De Raad wijst op het risico dat de overheid een dergelijk gesprek niet objectief en eerlijk aangaat. Dat lijkt een beetje op wantrouwen naar de overheid. Daar is ook wel een reden voor, gelet op de ervaringen in de toeslagenaffaire en met bijstandsfraude. Deze week nog tikte de rechter Rotterdam op de vingers, omdat zij ten onrechte een bijstandsuitkering (60.000 euro!) terugvorderde.

Omdat het nieuwe wetsvoorstel het principe van de verplichting tot terugvordering handhaaft, verandert er voor mensen niet zoveel. De menselijke maat is er niet. Sterker nog, doordat je bij een boete van onder de 350 euro zelfs geen recht hebt op een toelichtingsgesprek is het wachten op gedoe.

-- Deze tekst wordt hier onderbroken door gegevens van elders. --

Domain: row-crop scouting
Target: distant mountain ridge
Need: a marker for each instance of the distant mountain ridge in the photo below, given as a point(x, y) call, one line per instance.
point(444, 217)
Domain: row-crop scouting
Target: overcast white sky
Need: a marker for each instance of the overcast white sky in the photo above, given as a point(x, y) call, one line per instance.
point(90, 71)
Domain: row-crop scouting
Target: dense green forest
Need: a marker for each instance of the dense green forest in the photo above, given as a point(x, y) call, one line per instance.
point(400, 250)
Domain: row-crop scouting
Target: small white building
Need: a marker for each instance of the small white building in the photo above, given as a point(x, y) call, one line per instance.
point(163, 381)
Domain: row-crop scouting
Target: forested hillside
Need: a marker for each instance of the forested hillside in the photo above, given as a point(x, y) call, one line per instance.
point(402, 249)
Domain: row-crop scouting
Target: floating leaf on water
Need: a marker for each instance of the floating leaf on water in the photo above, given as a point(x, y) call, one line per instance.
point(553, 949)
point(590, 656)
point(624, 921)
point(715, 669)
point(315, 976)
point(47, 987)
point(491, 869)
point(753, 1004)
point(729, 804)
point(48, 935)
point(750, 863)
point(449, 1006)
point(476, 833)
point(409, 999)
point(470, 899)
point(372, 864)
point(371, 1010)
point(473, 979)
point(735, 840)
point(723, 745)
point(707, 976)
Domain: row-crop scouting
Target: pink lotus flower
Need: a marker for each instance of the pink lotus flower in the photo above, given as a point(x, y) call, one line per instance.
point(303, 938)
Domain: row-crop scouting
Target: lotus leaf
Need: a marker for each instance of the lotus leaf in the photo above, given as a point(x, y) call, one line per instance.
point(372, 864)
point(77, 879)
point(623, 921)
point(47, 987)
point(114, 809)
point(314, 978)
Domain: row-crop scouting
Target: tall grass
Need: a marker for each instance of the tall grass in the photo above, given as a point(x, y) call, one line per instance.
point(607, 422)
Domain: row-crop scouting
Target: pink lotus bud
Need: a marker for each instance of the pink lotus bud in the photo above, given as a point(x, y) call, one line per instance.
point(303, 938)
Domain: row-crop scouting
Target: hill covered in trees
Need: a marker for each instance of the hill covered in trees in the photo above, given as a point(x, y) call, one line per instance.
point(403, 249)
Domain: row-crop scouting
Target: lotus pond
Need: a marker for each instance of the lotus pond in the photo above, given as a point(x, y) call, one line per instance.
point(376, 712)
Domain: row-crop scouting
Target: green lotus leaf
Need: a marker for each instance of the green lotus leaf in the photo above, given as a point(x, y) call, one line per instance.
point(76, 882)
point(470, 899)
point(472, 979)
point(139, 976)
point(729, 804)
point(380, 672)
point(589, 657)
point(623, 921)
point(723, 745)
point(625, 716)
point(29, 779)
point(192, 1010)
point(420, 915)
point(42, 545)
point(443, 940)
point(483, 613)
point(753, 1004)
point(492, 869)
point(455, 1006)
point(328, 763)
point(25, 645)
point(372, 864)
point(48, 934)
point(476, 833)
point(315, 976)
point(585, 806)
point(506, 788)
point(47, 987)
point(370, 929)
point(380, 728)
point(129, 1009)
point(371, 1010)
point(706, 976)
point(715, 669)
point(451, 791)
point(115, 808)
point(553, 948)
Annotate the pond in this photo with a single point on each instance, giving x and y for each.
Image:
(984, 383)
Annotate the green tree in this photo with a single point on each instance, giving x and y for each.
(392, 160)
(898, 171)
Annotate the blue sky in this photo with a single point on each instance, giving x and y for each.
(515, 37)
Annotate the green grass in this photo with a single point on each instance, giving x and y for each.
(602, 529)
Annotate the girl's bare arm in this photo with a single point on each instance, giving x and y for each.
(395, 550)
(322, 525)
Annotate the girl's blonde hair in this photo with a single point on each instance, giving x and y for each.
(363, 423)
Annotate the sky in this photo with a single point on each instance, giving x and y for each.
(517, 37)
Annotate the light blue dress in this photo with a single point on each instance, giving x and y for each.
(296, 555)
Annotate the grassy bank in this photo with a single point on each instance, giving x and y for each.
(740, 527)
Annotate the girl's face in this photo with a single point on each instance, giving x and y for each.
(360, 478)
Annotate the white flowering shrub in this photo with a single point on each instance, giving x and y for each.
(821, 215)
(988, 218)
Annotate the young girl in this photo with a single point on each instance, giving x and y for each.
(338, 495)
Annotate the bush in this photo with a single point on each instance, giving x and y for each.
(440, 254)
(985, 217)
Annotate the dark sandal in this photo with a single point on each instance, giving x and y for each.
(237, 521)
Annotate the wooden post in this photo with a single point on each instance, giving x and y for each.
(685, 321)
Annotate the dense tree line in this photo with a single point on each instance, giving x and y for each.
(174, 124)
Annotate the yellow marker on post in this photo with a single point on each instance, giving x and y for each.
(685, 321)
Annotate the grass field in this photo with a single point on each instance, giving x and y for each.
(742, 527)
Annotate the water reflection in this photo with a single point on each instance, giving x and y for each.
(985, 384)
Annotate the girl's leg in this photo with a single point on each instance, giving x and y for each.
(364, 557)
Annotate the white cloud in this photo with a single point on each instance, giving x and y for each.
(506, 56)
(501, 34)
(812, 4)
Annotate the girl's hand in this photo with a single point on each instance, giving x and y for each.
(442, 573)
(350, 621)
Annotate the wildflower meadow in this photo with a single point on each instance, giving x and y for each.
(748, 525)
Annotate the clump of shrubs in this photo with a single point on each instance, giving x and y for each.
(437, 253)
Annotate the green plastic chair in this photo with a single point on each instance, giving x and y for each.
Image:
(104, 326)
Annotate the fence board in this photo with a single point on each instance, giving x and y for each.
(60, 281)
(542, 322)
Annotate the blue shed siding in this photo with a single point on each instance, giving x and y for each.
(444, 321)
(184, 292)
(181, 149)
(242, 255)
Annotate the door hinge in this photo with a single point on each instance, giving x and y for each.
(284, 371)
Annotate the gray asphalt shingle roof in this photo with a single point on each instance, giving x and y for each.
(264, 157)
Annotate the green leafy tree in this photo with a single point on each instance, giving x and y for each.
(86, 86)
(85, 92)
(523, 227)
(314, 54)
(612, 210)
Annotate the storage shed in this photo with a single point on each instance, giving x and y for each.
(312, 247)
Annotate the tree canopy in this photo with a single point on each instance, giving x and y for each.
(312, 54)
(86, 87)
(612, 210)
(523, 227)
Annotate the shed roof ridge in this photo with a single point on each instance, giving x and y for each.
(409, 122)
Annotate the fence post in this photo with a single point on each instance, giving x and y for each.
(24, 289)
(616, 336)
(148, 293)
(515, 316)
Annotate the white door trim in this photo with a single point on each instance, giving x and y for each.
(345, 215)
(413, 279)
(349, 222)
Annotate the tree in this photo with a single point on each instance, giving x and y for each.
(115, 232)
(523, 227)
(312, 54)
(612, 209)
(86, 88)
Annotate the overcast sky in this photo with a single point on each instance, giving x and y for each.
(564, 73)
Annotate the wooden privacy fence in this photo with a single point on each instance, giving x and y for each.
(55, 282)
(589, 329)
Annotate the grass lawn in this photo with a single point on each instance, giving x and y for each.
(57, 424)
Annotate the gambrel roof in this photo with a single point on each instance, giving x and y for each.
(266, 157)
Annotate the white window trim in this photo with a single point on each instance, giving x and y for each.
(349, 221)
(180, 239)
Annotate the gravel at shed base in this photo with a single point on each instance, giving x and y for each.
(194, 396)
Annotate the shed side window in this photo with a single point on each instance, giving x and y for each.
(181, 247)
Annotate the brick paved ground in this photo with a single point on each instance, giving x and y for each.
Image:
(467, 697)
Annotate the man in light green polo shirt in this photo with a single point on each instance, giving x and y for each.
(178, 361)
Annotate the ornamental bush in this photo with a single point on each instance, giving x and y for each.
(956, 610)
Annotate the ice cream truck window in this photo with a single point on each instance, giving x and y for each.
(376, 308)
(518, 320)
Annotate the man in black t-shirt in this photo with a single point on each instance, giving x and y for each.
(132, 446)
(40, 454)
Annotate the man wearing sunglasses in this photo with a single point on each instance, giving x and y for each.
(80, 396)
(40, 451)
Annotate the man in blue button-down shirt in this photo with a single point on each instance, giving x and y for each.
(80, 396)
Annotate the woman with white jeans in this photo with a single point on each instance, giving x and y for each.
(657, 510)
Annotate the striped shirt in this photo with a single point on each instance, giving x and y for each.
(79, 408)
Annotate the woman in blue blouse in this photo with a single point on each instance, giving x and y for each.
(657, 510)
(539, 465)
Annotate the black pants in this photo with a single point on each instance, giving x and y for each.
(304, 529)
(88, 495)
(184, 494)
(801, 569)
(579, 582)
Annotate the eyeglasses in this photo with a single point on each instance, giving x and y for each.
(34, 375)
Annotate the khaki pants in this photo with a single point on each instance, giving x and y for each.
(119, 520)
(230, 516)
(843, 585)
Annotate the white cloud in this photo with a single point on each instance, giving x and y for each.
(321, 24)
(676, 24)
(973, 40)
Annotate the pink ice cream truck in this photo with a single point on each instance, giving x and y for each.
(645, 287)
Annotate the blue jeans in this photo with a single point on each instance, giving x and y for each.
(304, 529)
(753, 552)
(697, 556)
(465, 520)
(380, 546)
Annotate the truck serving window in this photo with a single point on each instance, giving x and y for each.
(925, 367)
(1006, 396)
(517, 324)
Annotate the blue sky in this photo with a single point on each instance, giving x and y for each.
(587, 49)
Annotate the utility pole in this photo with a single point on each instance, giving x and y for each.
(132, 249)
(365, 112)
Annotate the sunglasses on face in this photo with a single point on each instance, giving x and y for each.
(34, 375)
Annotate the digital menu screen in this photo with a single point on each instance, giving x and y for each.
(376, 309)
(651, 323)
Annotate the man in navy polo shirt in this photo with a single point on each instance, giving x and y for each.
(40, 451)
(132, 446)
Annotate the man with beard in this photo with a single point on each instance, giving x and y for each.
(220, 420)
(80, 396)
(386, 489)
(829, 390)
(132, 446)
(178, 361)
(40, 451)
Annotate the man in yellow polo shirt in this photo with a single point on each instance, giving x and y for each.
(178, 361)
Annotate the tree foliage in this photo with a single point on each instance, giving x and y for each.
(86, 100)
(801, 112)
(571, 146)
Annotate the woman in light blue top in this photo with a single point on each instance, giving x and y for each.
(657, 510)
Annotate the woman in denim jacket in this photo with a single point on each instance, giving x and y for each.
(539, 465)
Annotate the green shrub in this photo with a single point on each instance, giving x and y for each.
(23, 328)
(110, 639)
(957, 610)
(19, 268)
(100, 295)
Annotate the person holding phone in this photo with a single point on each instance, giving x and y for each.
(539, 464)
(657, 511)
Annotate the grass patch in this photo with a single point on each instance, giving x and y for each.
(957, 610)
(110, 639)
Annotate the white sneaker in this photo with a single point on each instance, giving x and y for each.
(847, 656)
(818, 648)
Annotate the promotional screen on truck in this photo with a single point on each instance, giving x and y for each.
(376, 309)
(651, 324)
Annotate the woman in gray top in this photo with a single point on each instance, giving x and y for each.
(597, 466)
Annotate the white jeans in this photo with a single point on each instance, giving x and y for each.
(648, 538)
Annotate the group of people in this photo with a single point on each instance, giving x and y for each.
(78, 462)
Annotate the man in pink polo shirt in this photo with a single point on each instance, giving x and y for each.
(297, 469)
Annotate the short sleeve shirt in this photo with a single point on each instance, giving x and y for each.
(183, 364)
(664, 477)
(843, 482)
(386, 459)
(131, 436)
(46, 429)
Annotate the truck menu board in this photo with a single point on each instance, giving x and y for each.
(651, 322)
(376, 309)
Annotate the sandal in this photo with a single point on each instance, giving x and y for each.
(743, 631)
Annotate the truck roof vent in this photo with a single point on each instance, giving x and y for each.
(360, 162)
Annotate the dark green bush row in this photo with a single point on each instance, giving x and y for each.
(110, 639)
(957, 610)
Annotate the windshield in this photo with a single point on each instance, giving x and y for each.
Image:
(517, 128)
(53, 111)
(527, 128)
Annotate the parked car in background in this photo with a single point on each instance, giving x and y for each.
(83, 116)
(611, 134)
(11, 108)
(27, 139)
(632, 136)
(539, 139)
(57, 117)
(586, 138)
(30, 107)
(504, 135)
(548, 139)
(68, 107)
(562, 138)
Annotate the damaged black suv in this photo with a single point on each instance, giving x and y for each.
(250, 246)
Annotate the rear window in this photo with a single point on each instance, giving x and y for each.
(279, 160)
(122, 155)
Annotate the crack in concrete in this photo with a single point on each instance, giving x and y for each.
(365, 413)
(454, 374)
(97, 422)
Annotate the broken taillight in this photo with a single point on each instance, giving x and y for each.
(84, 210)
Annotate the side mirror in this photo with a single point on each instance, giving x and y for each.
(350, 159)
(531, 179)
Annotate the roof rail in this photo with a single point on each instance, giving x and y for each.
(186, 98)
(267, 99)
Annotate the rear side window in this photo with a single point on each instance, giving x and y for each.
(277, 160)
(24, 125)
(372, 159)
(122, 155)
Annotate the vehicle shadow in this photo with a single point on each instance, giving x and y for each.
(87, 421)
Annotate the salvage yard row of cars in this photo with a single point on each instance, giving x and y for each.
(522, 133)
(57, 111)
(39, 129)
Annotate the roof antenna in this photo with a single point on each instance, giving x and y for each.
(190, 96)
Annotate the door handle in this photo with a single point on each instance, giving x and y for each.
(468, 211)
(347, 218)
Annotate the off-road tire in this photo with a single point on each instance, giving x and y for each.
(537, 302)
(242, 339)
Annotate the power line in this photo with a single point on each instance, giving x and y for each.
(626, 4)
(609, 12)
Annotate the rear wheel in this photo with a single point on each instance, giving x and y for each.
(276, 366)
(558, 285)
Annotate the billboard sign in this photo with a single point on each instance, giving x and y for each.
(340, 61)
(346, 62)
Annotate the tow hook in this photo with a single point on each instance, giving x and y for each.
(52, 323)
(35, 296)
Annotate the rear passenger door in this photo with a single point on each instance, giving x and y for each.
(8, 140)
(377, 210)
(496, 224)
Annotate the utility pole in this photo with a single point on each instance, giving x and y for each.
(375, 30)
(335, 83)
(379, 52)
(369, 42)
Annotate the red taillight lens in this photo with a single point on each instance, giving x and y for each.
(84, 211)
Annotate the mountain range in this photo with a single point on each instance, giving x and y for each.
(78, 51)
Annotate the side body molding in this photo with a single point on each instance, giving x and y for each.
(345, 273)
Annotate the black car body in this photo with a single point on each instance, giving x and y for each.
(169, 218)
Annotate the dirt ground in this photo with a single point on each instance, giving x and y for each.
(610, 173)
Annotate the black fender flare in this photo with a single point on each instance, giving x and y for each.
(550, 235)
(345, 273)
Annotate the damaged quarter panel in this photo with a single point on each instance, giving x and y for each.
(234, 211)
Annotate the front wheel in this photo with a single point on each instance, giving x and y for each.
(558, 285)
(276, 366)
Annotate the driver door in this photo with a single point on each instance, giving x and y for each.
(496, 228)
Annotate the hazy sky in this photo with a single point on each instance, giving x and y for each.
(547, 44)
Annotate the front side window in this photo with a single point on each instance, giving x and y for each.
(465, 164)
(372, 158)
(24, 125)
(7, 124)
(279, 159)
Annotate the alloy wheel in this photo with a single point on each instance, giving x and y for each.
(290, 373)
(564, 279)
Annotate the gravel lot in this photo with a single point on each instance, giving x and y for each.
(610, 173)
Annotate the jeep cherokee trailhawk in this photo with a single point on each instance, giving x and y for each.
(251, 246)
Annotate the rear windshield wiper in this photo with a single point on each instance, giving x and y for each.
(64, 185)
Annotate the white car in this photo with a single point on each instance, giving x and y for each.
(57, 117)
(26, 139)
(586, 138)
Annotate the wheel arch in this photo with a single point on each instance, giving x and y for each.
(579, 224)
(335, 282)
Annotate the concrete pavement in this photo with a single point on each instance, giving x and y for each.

Voor mensen met een laag inkomen is 350 euro niet op te brengen en zal boete op boete weer tot de werkelijkheid gaan behoren. Als we de Raad voor de Rechtspraak volgen dan komt het werken vanuit vertrouwen, een nieuwe bestuurscultuur en de menselijke maat met dit voorstel in ieder geval niet dichterbij.